Yeltsin was probably being a little disingenuous in referring to his warm relations with Bush. During his presidency, Bush Sr clearly favoured then-Soviet President Mikhail Gorbachyov during his intense rivalry with the future Russian leader. It was only when it became clear that Gorbachyov lost his grip on power that the White House switched its backing to Yeltsin. Moscow pinned high hopes on Clinton… during his election campaign, he criticised Bush Sr for his reluctance to provide large-scale aid to Russia and promised to adopt an entirely new approach to the issue. It came as no surprise when, shortly after the election, one of Clinton’s associates, in Moscow on an unofficial visit, was essentially presented with an ultimatum… “Help us now, or else we’ll be in trouble and that’ll hurt you, too”.

That December, the Philadelphia Inquirer wrote sarcastically, “There’s a fearful symmetry in the pace at which President-elect Bill Clinton is assembling his administration and Russian President Boris Yeltsin is dismantling his. Just as the ‘new ideas’ people are being introduced in Little Rock, they’re being thrown out the door in Moscow”. Nonetheless, Clinton backed Russia, seeking to make its “democratic transformation” one of the crowning achievements of his presidency. This he failed to achieve. Clinton eventually became extremely disappointed in his “friend Boris”, and at the end of his term, he had to deal with Vladimir Putin, whom he saw as a symbol of the fact that Russia was heading in completely the wrong direction. However, Putin established a good personal relationship with George W Bush, underpinned from the very start by their mutual desire to open a new chapter in USA-Russia relations. However, at the interstate level, the dialogue ran into a complete dead end. Barack Obama revived it, but the limited agenda of “the reset” was fulfilled fairly quickly without delivering any qualitative shift.

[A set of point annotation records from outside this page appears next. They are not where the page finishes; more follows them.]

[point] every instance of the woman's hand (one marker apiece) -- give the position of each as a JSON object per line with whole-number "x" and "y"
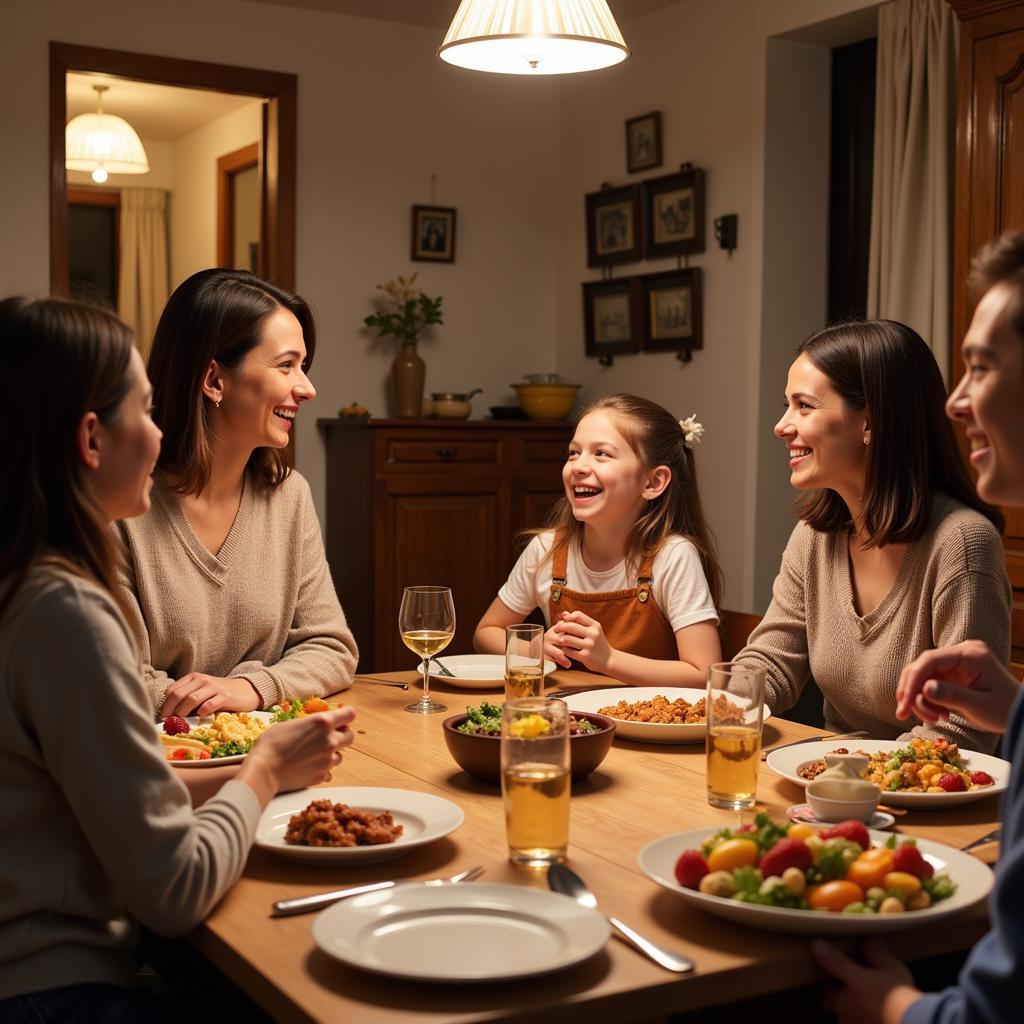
{"x": 583, "y": 638}
{"x": 880, "y": 991}
{"x": 199, "y": 693}
{"x": 966, "y": 678}
{"x": 297, "y": 754}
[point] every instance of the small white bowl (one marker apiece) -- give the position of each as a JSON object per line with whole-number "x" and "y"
{"x": 829, "y": 802}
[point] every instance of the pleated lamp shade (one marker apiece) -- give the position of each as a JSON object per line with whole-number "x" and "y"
{"x": 534, "y": 37}
{"x": 103, "y": 142}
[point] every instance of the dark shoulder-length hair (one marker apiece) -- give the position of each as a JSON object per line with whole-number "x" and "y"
{"x": 61, "y": 360}
{"x": 886, "y": 368}
{"x": 214, "y": 314}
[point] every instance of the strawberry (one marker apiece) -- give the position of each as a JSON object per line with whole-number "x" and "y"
{"x": 785, "y": 853}
{"x": 690, "y": 868}
{"x": 951, "y": 782}
{"x": 908, "y": 858}
{"x": 855, "y": 832}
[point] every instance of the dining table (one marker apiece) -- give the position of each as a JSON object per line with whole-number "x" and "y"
{"x": 641, "y": 792}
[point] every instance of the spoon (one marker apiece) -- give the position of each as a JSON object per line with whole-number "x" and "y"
{"x": 563, "y": 880}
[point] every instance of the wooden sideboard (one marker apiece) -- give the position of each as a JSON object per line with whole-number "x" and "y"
{"x": 436, "y": 502}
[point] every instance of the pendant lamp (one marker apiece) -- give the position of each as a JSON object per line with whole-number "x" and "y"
{"x": 103, "y": 143}
{"x": 534, "y": 37}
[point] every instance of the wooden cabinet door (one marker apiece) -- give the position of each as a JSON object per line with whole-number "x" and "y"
{"x": 442, "y": 529}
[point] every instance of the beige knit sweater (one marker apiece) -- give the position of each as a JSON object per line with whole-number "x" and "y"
{"x": 951, "y": 586}
{"x": 98, "y": 829}
{"x": 263, "y": 607}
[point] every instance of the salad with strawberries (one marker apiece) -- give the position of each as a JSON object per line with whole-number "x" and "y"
{"x": 834, "y": 870}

During the last 20 years, relations between the two countries have come full circle. Mitt Romney’s description of Russia as the USA’s “Number One Geopolitical Foe” was the most striking statement made about Russia during the recent election campaign. Although even his supporters took this statement with a pinch of irony, nothing more meaningful was said about Russia. In parallel, Moscow decided to get rid of the legacy of the 1990s once and for all. On 1 October, Russia ended the activities of USAID, with whom it signed an agreement in 1992. It also curtailed the Nunn-Lugar programme, under which Washington funded the dismantling of Russia’s excessive nuclear warheads, obsolete missiles, and chemical weapons.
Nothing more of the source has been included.